Posted: Tue Apr 22, 2003 6:46 pm
by NickR
I have traded a stock system that was actually adapted from my longer term futures system.

I traded a maximum of 20 stocks. Anything beyond and yes, you start to replicate the index. There is no risk/adjusted return benefit by trading more than 20 stocks to my knowledge anyway, all you do as increase the workload.

I too the first signals that came along until I had my 20. Obviously Trader A and Trader B would have different portfolio's if they started on different dates. I used a flat dollar 5% of total capital allocation to each stock and I used no gearing. I then needed to equalise the positions. Lets face it, a smaller valued stock will prooduce a different P&L from a higher valued stock. I overcame this, not perfectly mind you, by placing a dollar ceiling on the purchases.
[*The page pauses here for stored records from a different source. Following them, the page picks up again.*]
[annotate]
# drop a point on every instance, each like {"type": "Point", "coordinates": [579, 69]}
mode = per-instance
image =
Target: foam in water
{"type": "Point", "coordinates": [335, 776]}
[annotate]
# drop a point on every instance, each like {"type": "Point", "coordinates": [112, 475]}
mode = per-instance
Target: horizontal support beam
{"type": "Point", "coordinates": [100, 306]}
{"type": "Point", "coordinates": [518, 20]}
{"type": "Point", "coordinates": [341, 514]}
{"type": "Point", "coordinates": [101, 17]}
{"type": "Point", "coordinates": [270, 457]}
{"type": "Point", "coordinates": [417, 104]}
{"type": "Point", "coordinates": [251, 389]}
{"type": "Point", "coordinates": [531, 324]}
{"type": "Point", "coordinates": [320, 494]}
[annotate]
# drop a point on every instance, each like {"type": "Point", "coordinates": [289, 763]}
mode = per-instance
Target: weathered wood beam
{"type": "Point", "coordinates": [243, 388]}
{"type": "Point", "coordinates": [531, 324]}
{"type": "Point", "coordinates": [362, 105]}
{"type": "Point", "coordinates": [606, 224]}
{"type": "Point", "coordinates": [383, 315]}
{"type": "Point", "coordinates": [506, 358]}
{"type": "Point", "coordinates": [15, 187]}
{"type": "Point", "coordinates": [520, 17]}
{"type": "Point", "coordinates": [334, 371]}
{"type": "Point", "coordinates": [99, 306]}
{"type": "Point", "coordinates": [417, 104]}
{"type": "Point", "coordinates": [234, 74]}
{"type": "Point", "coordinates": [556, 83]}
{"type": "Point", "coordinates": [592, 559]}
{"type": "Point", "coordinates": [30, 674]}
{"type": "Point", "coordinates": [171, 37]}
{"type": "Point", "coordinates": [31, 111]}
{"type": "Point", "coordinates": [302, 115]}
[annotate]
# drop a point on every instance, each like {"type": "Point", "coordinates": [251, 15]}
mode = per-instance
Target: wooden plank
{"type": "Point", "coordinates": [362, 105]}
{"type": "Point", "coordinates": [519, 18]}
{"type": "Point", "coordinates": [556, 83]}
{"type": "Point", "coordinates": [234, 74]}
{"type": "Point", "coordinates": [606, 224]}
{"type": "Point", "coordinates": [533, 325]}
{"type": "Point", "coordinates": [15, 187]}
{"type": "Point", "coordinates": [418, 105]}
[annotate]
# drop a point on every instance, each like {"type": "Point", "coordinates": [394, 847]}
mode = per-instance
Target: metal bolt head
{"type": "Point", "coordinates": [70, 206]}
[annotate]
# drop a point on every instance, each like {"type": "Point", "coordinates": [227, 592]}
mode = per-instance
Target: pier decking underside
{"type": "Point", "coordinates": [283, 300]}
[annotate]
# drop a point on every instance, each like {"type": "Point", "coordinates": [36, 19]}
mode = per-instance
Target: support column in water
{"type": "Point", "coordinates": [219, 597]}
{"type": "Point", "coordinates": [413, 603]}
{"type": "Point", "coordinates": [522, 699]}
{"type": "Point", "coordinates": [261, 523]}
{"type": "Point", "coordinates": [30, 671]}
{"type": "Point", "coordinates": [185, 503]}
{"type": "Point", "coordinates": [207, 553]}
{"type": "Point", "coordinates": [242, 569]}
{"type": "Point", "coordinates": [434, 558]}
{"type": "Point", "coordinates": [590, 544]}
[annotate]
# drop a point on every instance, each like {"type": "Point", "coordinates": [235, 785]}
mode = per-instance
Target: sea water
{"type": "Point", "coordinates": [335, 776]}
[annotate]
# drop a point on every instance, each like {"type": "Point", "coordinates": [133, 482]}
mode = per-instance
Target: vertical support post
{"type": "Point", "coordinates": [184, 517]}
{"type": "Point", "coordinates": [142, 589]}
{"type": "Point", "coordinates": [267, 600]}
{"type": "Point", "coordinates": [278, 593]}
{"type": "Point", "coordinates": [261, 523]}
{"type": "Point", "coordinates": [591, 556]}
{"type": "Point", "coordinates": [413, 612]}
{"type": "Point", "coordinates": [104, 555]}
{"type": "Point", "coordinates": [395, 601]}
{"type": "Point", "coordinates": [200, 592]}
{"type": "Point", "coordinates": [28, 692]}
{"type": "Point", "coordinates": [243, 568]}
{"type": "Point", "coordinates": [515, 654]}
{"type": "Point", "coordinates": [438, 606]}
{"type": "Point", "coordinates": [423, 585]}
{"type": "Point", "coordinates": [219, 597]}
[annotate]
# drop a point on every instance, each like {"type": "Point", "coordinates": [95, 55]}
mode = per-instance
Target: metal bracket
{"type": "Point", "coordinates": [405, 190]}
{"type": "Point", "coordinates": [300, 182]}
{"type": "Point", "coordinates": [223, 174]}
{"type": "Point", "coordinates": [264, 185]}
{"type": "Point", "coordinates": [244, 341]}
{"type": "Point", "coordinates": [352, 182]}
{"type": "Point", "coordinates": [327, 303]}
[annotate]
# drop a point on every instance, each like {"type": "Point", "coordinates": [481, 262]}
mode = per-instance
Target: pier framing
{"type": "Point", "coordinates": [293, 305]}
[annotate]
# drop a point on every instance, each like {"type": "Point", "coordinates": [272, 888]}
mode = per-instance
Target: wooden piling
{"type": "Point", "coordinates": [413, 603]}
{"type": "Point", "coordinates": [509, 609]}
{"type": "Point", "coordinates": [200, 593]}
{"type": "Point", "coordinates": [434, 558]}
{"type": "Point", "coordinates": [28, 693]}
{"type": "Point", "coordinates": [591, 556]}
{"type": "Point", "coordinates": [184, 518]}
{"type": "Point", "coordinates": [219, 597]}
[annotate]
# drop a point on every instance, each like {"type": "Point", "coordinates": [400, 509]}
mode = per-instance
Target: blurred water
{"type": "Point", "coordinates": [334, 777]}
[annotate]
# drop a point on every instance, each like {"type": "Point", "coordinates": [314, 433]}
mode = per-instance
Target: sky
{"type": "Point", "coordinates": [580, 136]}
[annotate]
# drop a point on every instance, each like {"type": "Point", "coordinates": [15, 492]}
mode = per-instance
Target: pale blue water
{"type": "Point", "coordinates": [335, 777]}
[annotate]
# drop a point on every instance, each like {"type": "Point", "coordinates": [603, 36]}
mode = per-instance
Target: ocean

The system works perfectly well and as you can imagine with any type of trend following philosophy. What I did find is that you still have market risk, that is in times like now the system will outperform the index but will still generate negative returns because of the climate. I think I can overcome this by using a 1/3 allocation on the initial signal and pyramid from there. In a bullish climate you are best off allocating the full position on the initial signal. I am yet to test my 1/3 initial allocation but am at least confident that the results can only be improved.


Posted: Wed Apr 23, 2003 2:37 am
by SwingTrader
NickR wrote:I traded a maximum of 20 stocks. Anything beyond and yes, you start to replicate the index. There is no risk/adjusted return benefit by trading more than 20 stocks to my knowledge anyway, all you do as increase the workload.
Hi NickR,

I was told that the effect of diversification is proportional to the square root of the number of traded securities or systems. E.g. to multiply this effect by 2 you must increase traded instruments by 4. So the changes must be minimal for over the first 5-10 instruments.